Der Gesetzgeber verbietet es einerseits, vor dem Transfer des Mehrzellers in den Mutterleib das Erbgut des Embryos auf Schädigungen zu untersuchen. Er stellt es andererseits der Frau allein frei, eine bestehende Schwangerschaft - sei sie in vitro oder in corporae entstanden - bis ins hohe Stadium hinein abzubrechen, wenn eine pränatale Untersuchung denselben Befund zeigt. Dies mag man widersprüchlich und zynisch finden. Es offenbart aber mehr. Dass die Schutzmechanismen, die der Staat seinen Bürgern gewährt, nicht aufeinander abgestimmt sind: Der drei oder fünf Monate alte Fötus zählt weniger als der Vierzeller. Der Wille der abtreibungswilligen Frau steht höher als der Wille der Frau mit Kinderwunsch.
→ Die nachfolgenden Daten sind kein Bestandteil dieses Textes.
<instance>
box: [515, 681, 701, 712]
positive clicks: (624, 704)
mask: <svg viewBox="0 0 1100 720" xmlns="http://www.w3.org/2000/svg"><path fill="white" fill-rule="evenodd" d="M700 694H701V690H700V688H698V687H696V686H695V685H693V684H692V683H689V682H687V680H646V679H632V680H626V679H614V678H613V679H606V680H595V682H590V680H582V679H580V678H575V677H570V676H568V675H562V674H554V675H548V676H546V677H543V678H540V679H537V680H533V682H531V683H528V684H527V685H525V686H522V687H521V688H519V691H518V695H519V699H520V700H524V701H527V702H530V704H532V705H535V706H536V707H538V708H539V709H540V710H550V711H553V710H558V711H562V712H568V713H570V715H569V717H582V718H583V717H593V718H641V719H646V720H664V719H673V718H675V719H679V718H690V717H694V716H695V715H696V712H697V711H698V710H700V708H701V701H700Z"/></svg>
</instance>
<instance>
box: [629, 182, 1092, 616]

Der Arzt, der eine Abtreibung vornimmt, steht unter geringerem ethischen Druck als der Reproduktionsmediziner.
Es ist heute nicht mehr klar zu sagen, ob dies 1990 die Absicht des Gesetzgebers war. Klar ist, dass deutsche kinderlose Paare dem diffusen Schutzkanon ihres Staates nicht auf Dauer ausgeliefert sein wollen. Bleibt der Erfolg hier zu Lande aus, steht die Reise nach Österreich, Italien, Holland oder Amerika offen. Die dortigen Kliniken haben die Deutschen als Kundengruppen erkannt und tun - von der Internet-Beratung bis zur Anfahrtsbeschreibung - alles, um den Paaren den Aufenthalt im Ausland so kurz und so erfolgreich wie möglich zu gestalten.